Aunque el rencor pueda tener una función protectora, también tiene efectos negativos bien documentados. Diversos estudios lo han relacionado con conflictos prolongados, deterioro de relaciones y problemas de salud asociados al estrés emocional.

Además, mantener rencor puede transformar pequeñas ofensas en fracturas duraderas. Cuando el otro pasa a ser percibido como moralmente inferior o indigno de confianza, la reconciliación se vuelve mucho más difícil.

Los investigadores señalan que comprender los mecanismos emocionales del rencor puede ayudar a gestionar mejor los conflictos cotidianos.

El valor de entender el resentimiento

En el debate cultural, el rencor suele verse como una emoción puramente negativa. Sin embargo, la psicología empieza a tratarlo con más matices.

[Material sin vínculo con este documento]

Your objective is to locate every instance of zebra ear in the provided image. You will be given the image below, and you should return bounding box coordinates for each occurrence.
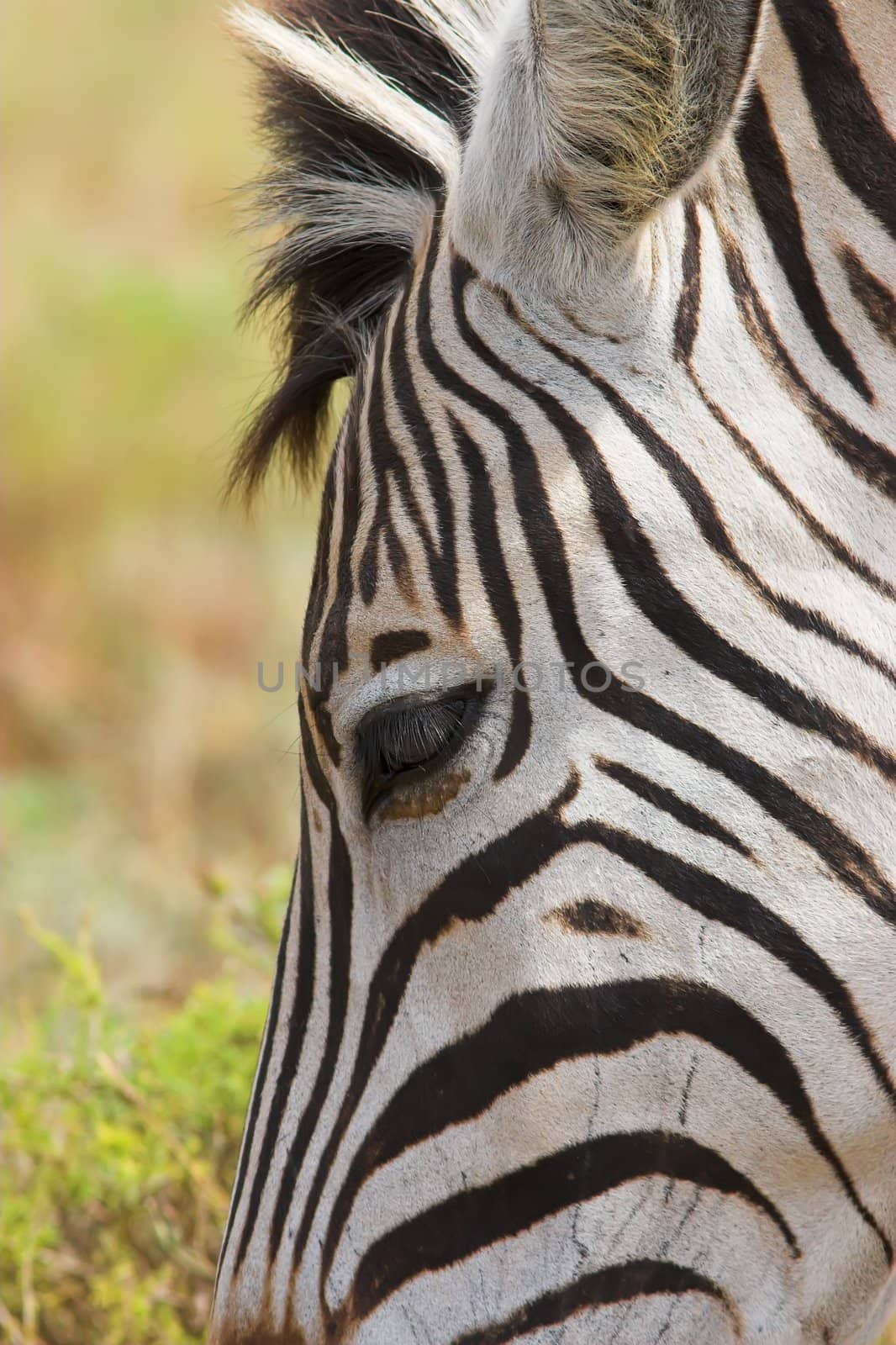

No siempre es una simple incapacidad para perdonar. A veces refleja un intento de equilibrar dos impulsos contradictorios: proteger una relación importante y, al mismo tiempo, protegerse de quien la dañó.

Desde esta perspectiva, el rencor podría ser un recordatorio emocional de límites vulnerados. Comprender cómo surge el rencor —y por qué se vuelve persistente— puede ayudar a evitar que ese recordatorio se transforme en una carga emocional permanente.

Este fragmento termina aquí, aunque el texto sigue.